Following on from last week’s blog post, ‘Individual Game: Prototype And Material Components’, my dog escape board game has developed, in regards to it’s mechanisms and finally has a name! The idea for my board game originated from true events, where my dog, Jimbo, escaped the house after seeing the cat next door. Therefore, the board game is called ‘Where’s Jimbo?!’.
After playtesting the game during the week l realised various issues during game play. When playing we were constantly moving the tiles around to fit in new ones. In class, a solution was provided by my tutor. The game will now be played using a 6×6 grid.
This will allow for a more structured game to be played. Using this strategy, however, created another issue. Some street tiles did not connect to the other tiles already on the board. To fix this, players are allowed to place a tile over the top of a tile already on the board. During this coming week, l will play-test these two changes, which will hopefully work during gameplay.

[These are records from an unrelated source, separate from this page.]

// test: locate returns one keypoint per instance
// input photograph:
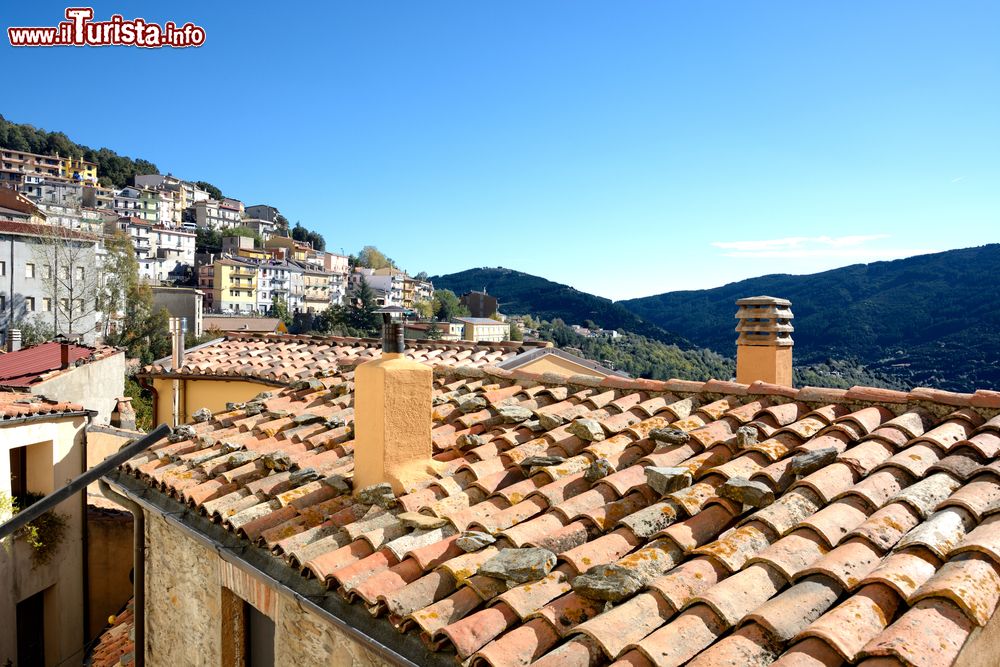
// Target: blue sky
(625, 148)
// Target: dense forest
(643, 357)
(640, 356)
(113, 169)
(663, 355)
(524, 293)
(931, 320)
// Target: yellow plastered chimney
(764, 345)
(392, 422)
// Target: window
(247, 633)
(30, 614)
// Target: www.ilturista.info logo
(81, 30)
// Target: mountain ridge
(931, 319)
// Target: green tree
(119, 276)
(144, 331)
(361, 314)
(300, 233)
(213, 192)
(371, 257)
(447, 306)
(424, 308)
(35, 331)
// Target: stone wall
(185, 584)
(96, 385)
(182, 599)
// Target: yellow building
(316, 297)
(483, 328)
(78, 169)
(230, 286)
(295, 250)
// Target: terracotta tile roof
(117, 643)
(285, 359)
(720, 523)
(29, 229)
(14, 405)
(32, 365)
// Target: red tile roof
(42, 362)
(28, 229)
(17, 405)
(285, 359)
(875, 528)
(117, 643)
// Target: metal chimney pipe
(13, 340)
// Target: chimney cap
(763, 301)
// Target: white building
(390, 285)
(127, 203)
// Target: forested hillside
(523, 293)
(113, 169)
(929, 320)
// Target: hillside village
(331, 462)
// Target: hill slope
(113, 169)
(927, 320)
(525, 294)
(646, 350)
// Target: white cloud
(857, 247)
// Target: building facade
(230, 286)
(48, 277)
(42, 601)
(483, 328)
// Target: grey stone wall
(184, 605)
(182, 599)
(96, 385)
(16, 251)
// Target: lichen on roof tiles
(884, 531)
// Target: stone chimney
(124, 414)
(392, 417)
(764, 345)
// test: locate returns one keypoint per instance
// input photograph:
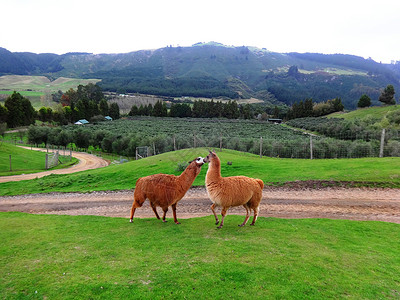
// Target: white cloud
(365, 28)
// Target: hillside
(215, 70)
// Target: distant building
(276, 121)
(82, 122)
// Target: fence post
(382, 143)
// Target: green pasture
(24, 93)
(25, 161)
(377, 112)
(88, 257)
(38, 89)
(384, 172)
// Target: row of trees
(126, 145)
(87, 102)
(308, 108)
(200, 109)
(386, 97)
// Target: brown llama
(231, 191)
(165, 190)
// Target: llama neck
(214, 171)
(187, 177)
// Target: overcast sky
(364, 28)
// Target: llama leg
(165, 209)
(255, 215)
(223, 213)
(136, 203)
(215, 215)
(247, 216)
(155, 210)
(174, 213)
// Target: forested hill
(212, 70)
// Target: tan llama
(165, 190)
(232, 191)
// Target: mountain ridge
(216, 70)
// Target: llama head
(210, 157)
(198, 161)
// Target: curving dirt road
(333, 203)
(86, 162)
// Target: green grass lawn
(382, 171)
(25, 161)
(86, 257)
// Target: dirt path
(86, 162)
(333, 203)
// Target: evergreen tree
(364, 101)
(20, 111)
(114, 111)
(387, 95)
(134, 111)
(157, 110)
(103, 107)
(3, 114)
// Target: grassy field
(380, 171)
(38, 89)
(377, 112)
(25, 161)
(86, 257)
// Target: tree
(103, 106)
(134, 111)
(157, 110)
(364, 101)
(387, 95)
(3, 114)
(20, 111)
(114, 111)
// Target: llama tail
(260, 182)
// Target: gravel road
(282, 202)
(333, 203)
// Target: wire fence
(303, 146)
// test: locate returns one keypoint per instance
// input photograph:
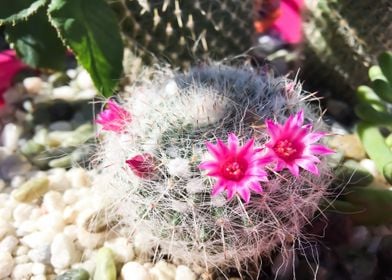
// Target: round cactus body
(152, 176)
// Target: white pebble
(90, 240)
(33, 85)
(135, 271)
(184, 273)
(8, 244)
(22, 213)
(58, 180)
(10, 136)
(38, 269)
(6, 264)
(164, 271)
(22, 271)
(53, 201)
(5, 228)
(39, 238)
(21, 250)
(40, 254)
(64, 92)
(70, 214)
(63, 252)
(179, 167)
(6, 213)
(121, 248)
(78, 177)
(21, 259)
(53, 221)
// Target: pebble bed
(45, 224)
(50, 223)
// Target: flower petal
(321, 150)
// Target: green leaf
(376, 73)
(36, 42)
(374, 144)
(385, 61)
(16, 10)
(370, 206)
(383, 89)
(369, 114)
(366, 95)
(90, 29)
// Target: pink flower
(292, 145)
(114, 118)
(142, 165)
(237, 169)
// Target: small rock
(74, 274)
(90, 240)
(21, 250)
(53, 221)
(63, 252)
(78, 178)
(22, 271)
(350, 145)
(33, 85)
(8, 244)
(38, 239)
(14, 165)
(135, 271)
(31, 190)
(184, 273)
(121, 248)
(164, 271)
(22, 212)
(58, 180)
(6, 264)
(38, 269)
(53, 201)
(64, 92)
(105, 268)
(41, 254)
(10, 136)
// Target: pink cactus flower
(114, 118)
(292, 145)
(142, 165)
(238, 170)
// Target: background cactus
(173, 213)
(180, 32)
(343, 40)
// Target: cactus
(151, 178)
(180, 32)
(344, 39)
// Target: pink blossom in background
(142, 165)
(289, 23)
(114, 118)
(10, 65)
(292, 145)
(237, 169)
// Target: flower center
(285, 149)
(233, 170)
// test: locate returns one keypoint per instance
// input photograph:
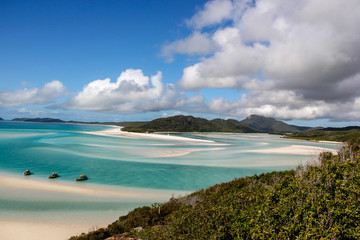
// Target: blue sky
(138, 60)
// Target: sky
(137, 60)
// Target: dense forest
(317, 201)
(251, 124)
(329, 134)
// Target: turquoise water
(141, 163)
(161, 167)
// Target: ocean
(168, 166)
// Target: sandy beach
(295, 149)
(63, 225)
(41, 225)
(116, 131)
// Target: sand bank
(117, 132)
(25, 183)
(49, 222)
(18, 230)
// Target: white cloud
(45, 95)
(296, 59)
(214, 12)
(133, 92)
(197, 43)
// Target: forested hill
(270, 125)
(182, 123)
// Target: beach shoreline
(58, 224)
(116, 131)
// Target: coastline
(59, 224)
(116, 131)
(35, 226)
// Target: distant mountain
(37, 120)
(265, 124)
(183, 123)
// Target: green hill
(329, 134)
(265, 124)
(190, 124)
(320, 201)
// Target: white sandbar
(117, 132)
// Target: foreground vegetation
(321, 201)
(329, 134)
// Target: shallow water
(168, 165)
(64, 148)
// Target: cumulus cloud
(214, 12)
(296, 59)
(45, 95)
(133, 92)
(197, 43)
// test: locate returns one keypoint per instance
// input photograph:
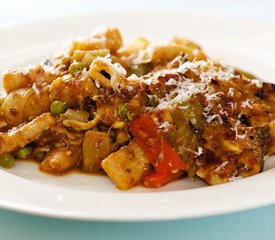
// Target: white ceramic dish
(244, 43)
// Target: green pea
(6, 160)
(58, 107)
(23, 152)
(76, 67)
(140, 69)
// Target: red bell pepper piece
(158, 150)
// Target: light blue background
(253, 224)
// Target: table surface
(253, 224)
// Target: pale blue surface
(253, 224)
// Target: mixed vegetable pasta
(145, 113)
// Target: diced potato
(73, 91)
(126, 166)
(21, 136)
(61, 159)
(96, 147)
(14, 80)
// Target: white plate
(244, 43)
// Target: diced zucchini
(126, 166)
(96, 146)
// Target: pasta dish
(145, 113)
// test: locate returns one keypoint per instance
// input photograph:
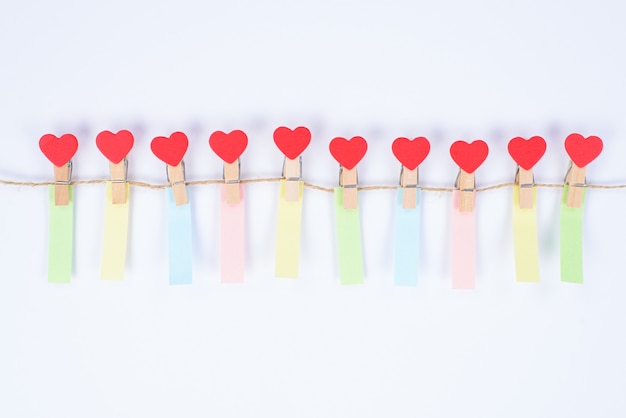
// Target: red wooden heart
(348, 152)
(292, 143)
(469, 156)
(527, 152)
(58, 150)
(583, 150)
(409, 152)
(115, 146)
(228, 146)
(170, 150)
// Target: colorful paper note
(348, 229)
(60, 239)
(463, 245)
(288, 234)
(407, 241)
(525, 239)
(232, 239)
(571, 240)
(115, 236)
(179, 229)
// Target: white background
(309, 347)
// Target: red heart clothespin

This week in class we discussed the concept of Abstraction. “Abstraction is a conceptual process, that is a series of mental activities, where rules are derived from literal signifiers” (Moore C 2018). Abstraction in my board game is evident via the tile placement mechanism. Chasing and finding a dog in real circumstances is quite difficult and complex. This is simplified by placing tiles on the board. Therefore, abstraction is all about complexity and simplicity. Reducing the complexity of gameplay will increase it’s fun and make for a more effective gameplay. By including the grid as a basis for a board, l believe the gameplay has become simpler and more structured, therefore altering the level of abstraction.